A reduction in the benefit cap was a centre piece of the Tory manifesto in the run-up to May's election. Flushed with the unexpected popularity of the anti-welfare measures developed within the last coalition, one of very few popular cost-cutting exercises, the obvious direction was onwards, turning the screw further, developing the 'scrounger' narrative and punishing those who had no choice but to depend on this dwindling income.
Last week's Queen's Speech showed the new Conservative government's determination to press ahead with this measure. Even as some other 'commitments' were downgraded to suggestions - the Human Rights Act repeal can wait for another day - the reduction in the cap from £26,000 per year to £23,000 is to be pushed through in the first year of parliament.
The cap itself isn't well understood. Most workless benefits are paid according to income levels or basic entitlements, and for most claimants only housing benefit - the one part that varies according to cost - will be affected. To ensure the government can continue to spout an idea of a moral basis for cuts, working people, most pensioners and many disabled people are exempt, regardless of the level of benefits they receive and ignoring the idea of affordability so vital to the argument. This measure is targeted directly at unemployed people, the lepers of the welfare world.

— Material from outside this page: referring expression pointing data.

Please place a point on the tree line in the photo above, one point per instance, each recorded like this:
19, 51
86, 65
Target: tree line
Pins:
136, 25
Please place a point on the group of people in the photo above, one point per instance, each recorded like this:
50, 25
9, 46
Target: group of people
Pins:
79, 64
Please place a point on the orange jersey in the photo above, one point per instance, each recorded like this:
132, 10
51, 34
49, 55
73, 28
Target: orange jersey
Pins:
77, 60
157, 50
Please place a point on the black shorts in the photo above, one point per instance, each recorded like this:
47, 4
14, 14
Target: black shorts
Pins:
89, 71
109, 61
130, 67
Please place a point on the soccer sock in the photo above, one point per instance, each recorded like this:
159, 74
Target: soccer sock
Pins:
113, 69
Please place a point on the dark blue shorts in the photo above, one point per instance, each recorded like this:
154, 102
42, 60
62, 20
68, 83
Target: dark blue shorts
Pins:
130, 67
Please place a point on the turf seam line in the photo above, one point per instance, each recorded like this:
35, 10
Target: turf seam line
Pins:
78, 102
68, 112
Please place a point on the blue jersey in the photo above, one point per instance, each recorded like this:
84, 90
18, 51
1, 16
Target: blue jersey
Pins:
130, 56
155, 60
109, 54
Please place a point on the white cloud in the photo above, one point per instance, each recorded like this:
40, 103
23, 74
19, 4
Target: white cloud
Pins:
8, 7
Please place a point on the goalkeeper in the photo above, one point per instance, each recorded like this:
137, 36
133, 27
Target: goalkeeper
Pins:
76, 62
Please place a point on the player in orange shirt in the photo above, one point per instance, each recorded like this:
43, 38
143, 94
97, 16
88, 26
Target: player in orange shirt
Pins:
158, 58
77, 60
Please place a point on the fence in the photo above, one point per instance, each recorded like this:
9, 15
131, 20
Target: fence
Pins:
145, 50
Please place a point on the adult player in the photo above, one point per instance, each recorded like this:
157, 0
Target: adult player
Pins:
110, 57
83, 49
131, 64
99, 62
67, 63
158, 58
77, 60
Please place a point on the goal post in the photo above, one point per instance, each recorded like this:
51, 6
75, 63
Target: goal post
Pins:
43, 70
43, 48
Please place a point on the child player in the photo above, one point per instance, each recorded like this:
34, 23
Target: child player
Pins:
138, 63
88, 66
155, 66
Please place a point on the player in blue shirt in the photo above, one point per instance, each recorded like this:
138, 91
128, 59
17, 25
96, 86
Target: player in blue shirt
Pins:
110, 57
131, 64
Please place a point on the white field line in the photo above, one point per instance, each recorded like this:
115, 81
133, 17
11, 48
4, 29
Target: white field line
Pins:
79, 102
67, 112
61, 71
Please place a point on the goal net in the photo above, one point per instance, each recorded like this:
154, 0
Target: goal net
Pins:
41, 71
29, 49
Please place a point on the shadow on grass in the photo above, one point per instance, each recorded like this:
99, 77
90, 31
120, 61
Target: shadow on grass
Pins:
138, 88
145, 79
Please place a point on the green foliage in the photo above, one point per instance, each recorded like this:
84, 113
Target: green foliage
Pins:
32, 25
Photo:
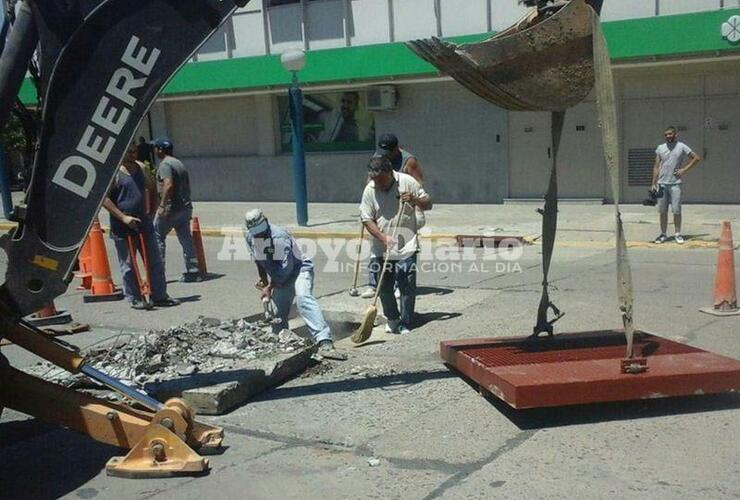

This targeting of housing benefit means the cap is likely to affect claimants' homes and choice of accommodation more than any other aspect of their lives, but will have huge implications to the UK's social mix. A look at how a family's income would reduce shows just how stark the choices facing them would be.
Using the website EntitledTo, which calculates benefit amounts, a couple with three children of school age, with no disabilities in the family or any non-welfare income, is entitled to £1,450 per month from the public purse. This is made up of Jobseeker's Allowance, tax credits, and child benefit.
Under the old benefit cap this would have left £717 per month as a maximum housing benefit claim. But under the new cap, the most this family could spend on rent would be £467.
The BBC's web tool 'Where can I afford to live?' shows how radical this reduction is in practice. Under the £26,000 cap, our family could afford to live in three-bed rented accommodation at the low end of the market in 57% of local authority areas in the UK. This includes no London boroughs, almost none of the south-east, but a range of options in the north, midlands, Wales and Scotland. This property size requires two children to share a bedroom and could not be considered luxurious.
Drop the cap to £23,000, however, and the change is stark. Now the family could afford to rent in only 8% of council areas, with all of the south and East Anglia off-limits, and most of Scotland and Wales, with only a few isolated areas of the north-west, north-east and south Wales open to claimants renting privately.
In fact you could draw a line from the Wash to the Bristol Channel and no medium-sized workless families could be found in private rented housing beneath it when the cap is fully enacted.
Many of those on benefits have access to social housing, but the implementation of a new category of 'affordable rents' of 80% of the local average - itself a moving number based on factors outside the control of claimants - instituted by the coalition means this option is moving increasingly out of reach of anyone living in London or the south-east, as revealed by the Guardian last week.
The cap's challenges come on top of a range of welfare cuts enacted over the last five years, including below-inflation rises, downgraded hardship funds, sanctions which remove all income from claimants for varying periods for the most spurious reasons, and in advance of £12 billion more cuts to be confirmed in July. All of these reduce the resilience of unemployed people, the constant financial battles they fight reducing their ability to make up the shortfall in rent payments and sapping the energy they want to use to look for work.
There are some exemptions to the cap for workless people, including those who have had jobs in the last year and some people in the early stages of a Universal Credit claim, but those long-term unemployed who struggle to find work are likely to see major financial problems and evictions from their homes.
We are rapidly approaching a point where the UK's poorest, particularly those unfortunate enough to be unemployed and who have larger families, are running out of reasonable housing options. The result is likely to be an increase in the use of temporary accommodation which fails the overcrowded families within it and costs the public purse more despite reforms being marketed as part of an austerity drive.